Experts have analysed Pharmaceutical Benefits Scheme date-of-supply data to predict expected dispensing during January ‒ June 2020, and compared it with actual dispensing rates during this period.

They found that the number of prescriptions dispensed during March 2020 was significantly higher than predicted (increasing by 18.5 per cent), but significantly lower in April and May.

The increased dispensing of prescription medications in March 2020 was consistent with the general panic buying reported early in the COVID-19 pandemic.

However, in response to the March increase, the Australian government introduced dispensing limits of one month’s supply of medications if shortages would have serious health consequences. 

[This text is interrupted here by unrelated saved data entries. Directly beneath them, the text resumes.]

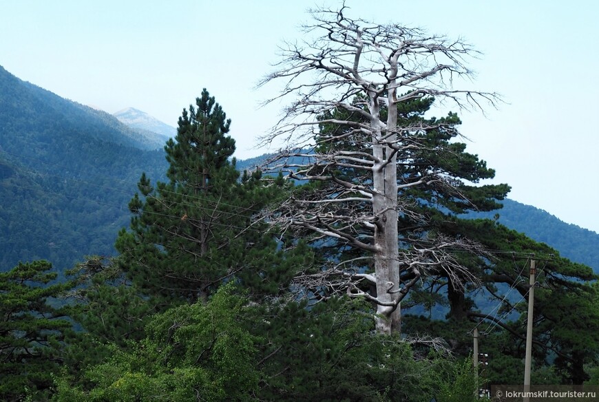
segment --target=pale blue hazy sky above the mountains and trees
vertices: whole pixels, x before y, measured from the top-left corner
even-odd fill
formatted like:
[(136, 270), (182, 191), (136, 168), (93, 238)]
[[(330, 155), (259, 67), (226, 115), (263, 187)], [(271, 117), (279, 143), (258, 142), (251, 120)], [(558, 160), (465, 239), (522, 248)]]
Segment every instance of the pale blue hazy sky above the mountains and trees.
[[(0, 65), (78, 103), (136, 107), (173, 126), (207, 87), (233, 120), (238, 158), (248, 158), (264, 153), (252, 149), (255, 136), (281, 106), (259, 109), (273, 93), (255, 84), (283, 39), (301, 39), (306, 8), (322, 4), (339, 2), (0, 0)], [(506, 103), (486, 116), (461, 113), (468, 149), (512, 186), (510, 198), (599, 232), (596, 1), (347, 5), (349, 17), (461, 36), (481, 50), (467, 85)]]

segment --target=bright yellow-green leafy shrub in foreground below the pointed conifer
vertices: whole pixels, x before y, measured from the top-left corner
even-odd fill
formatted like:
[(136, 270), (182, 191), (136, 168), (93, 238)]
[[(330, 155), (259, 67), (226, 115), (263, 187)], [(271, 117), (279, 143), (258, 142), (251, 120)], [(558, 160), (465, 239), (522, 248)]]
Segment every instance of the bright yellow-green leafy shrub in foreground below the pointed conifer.
[(258, 389), (256, 338), (244, 329), (245, 299), (223, 286), (207, 304), (183, 305), (156, 315), (147, 337), (92, 366), (92, 388), (57, 381), (53, 401), (249, 401)]

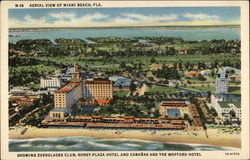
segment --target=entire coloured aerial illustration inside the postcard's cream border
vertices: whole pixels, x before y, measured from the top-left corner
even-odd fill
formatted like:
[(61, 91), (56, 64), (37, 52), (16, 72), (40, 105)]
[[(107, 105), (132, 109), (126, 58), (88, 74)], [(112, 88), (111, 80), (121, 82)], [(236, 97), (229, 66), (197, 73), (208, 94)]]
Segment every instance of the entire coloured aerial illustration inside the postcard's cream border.
[(240, 150), (240, 7), (8, 14), (10, 152)]

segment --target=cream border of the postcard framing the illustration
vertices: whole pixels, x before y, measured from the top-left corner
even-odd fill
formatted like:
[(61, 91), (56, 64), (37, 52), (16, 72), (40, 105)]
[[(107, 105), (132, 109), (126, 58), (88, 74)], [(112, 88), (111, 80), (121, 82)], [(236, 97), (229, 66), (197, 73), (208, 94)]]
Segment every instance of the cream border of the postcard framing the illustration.
[[(76, 1), (74, 1), (75, 3)], [(83, 1), (79, 1), (79, 3)], [(84, 1), (87, 3), (87, 1)], [(1, 156), (2, 159), (17, 159), (15, 152), (8, 152), (8, 9), (15, 8), (15, 1), (1, 2)], [(29, 3), (58, 3), (58, 1), (19, 1), (29, 8)], [(69, 1), (62, 1), (69, 3)], [(95, 3), (95, 1), (89, 1)], [(242, 42), (242, 148), (240, 156), (225, 156), (225, 151), (197, 151), (202, 157), (140, 157), (141, 159), (249, 159), (249, 6), (248, 1), (98, 1), (106, 7), (193, 7), (193, 6), (240, 6), (241, 7), (241, 42)], [(70, 7), (67, 7), (70, 8)], [(74, 8), (74, 7), (72, 7)], [(154, 153), (156, 151), (146, 151)], [(193, 151), (192, 151), (193, 152)], [(226, 151), (231, 153), (233, 151)], [(41, 153), (41, 152), (26, 152)], [(48, 153), (48, 152), (46, 152)], [(57, 153), (57, 152), (53, 152)], [(62, 152), (60, 152), (62, 153)], [(70, 152), (67, 152), (70, 153)], [(78, 153), (78, 152), (74, 152)], [(171, 153), (179, 153), (173, 151)], [(183, 152), (181, 152), (183, 153)], [(188, 152), (186, 152), (188, 153)], [(138, 159), (139, 157), (119, 157), (119, 159)], [(22, 158), (18, 158), (22, 159)], [(34, 158), (25, 158), (34, 159)], [(37, 158), (69, 159), (69, 158)], [(78, 159), (118, 159), (118, 157), (78, 157)]]

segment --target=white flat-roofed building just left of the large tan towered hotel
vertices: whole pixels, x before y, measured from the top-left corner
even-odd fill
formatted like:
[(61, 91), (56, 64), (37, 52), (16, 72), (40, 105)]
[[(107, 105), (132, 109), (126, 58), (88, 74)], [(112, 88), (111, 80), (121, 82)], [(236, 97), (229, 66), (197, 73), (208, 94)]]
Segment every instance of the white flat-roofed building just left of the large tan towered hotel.
[(40, 79), (41, 88), (61, 88), (62, 80), (58, 76), (48, 76)]

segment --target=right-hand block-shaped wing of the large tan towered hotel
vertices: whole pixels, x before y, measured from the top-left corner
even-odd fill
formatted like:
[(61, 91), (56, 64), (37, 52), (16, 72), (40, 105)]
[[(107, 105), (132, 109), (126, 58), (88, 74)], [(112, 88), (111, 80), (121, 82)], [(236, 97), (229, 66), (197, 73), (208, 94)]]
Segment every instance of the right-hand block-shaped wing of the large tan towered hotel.
[(83, 81), (83, 97), (111, 100), (113, 98), (112, 82), (104, 79)]

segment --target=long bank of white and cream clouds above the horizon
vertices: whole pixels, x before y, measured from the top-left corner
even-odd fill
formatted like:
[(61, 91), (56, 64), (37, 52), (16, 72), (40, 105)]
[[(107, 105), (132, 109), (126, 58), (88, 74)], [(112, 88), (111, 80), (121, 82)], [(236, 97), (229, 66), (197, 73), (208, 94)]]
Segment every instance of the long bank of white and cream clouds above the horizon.
[[(183, 19), (183, 17), (189, 20), (187, 21), (186, 19)], [(239, 24), (239, 21), (223, 21), (217, 15), (207, 15), (203, 13), (186, 13), (182, 15), (144, 15), (137, 13), (123, 13), (120, 15), (110, 15), (99, 12), (85, 15), (79, 15), (74, 12), (51, 12), (40, 18), (25, 15), (22, 19), (13, 17), (10, 17), (9, 19), (10, 27), (104, 27), (215, 24)]]

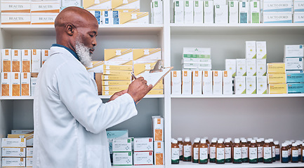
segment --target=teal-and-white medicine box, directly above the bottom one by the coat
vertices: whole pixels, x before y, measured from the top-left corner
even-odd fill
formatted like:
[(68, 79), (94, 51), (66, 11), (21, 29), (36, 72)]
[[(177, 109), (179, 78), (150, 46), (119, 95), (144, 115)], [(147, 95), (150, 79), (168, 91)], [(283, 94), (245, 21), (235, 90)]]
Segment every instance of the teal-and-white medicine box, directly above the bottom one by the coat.
[(113, 152), (132, 151), (132, 141), (133, 141), (133, 138), (113, 139), (113, 141), (112, 141)]

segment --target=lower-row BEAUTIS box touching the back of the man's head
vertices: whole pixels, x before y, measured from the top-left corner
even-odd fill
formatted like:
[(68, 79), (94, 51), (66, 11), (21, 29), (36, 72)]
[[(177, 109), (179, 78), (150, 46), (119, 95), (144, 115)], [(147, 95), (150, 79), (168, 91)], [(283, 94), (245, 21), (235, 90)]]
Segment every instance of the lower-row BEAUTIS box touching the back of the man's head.
[(59, 13), (32, 13), (32, 25), (54, 25), (55, 18)]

That was balanced with services to assist susceptible patients to isolate themselves, including the COVID-19 home medicines service which funded home delivery of prescription medications by community pharmacies and Australia Post; as well as funding for telehealth to facilitate remote prescribing.

“Our findings indicate that medication supply can be safeguarded from panic dispensing by a range of regulatory policies combined with medication services for vulnerable people,” the researchers concluded.

“This may be particularly important for ensuring equitable access to medications for treating COVID-19. The risk of further COVID-19 outbreaks underscores the importance of maintaining these policies and services.”

The study has been published in the Medical Journal of Australia (MJA).